The characters in this story that reads more like a poem in free verse, is a cross section of people, everybody. Everybody, irrespective of tribe or religion or beliefs that has been pushed to the wall by life, by our collective failure as human beings and the empty promises from the government, most times meant to placate the rich.
The young men and women abandon their villages and families for the big cities, with the hope of making their well-crafted dreams a reality, are disappointed. Though they are surrounded by so much wealth, high rise buildings, beautiful malls; their conditions don’t change, as they plunge further into a disastrous kind of poverty. Propelled by lack and ailing dreams, the ladies take to the streets, and the hustle is one that must pay.

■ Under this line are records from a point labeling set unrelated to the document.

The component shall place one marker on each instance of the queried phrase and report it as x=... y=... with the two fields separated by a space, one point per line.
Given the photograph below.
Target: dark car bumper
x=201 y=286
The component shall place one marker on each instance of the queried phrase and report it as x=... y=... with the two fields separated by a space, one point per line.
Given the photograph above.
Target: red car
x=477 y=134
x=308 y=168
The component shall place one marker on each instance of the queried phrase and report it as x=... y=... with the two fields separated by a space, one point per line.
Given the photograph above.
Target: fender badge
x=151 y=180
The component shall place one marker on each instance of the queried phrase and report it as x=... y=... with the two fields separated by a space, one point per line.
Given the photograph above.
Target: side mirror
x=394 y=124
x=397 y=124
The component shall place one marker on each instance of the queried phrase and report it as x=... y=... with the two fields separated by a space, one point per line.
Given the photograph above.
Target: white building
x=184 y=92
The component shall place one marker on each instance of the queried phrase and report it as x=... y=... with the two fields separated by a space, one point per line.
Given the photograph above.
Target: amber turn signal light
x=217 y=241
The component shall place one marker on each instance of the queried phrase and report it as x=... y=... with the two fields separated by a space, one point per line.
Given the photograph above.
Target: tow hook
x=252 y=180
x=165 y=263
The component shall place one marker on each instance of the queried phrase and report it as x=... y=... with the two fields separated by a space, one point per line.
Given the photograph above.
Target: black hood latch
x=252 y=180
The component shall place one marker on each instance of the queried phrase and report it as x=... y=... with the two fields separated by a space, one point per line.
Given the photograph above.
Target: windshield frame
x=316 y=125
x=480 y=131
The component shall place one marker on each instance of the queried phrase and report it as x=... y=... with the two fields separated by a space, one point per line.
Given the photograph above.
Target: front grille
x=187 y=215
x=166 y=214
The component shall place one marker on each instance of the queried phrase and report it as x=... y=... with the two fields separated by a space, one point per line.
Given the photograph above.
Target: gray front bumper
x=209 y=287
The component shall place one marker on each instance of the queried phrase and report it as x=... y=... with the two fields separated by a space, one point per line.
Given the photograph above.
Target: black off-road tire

The men become gigolos, thieves and with the arrival of the internet, a new avenue opens up. They become internet fraudsters, they pretend to be women and profess undying love to vulnerable men. They profess love to women old enough to be their grandmothers, they apply all the skills they know to get their victims to part with a lot of cash. And they live their dreams temporarily; they throw parties, send money home and have their families celebrate their new found wealth.
Their joy is short-lived, as the police come after them, even as they discover a strange kind of love (men doing it to men). They device various means to leave the city, for other countries where their dreams could come through. Some are lucky to get out, others are unlucky and they remain trapped.
One cannot help but swing along with this artist, who knows just how to connect the labyrinths of the past, with that of the present and even the future.
Tochukwu OKafor is a Nigerian writer, his short story “All Our Lives,” was shortlisted for the 2019 Caine Prize for African Writing.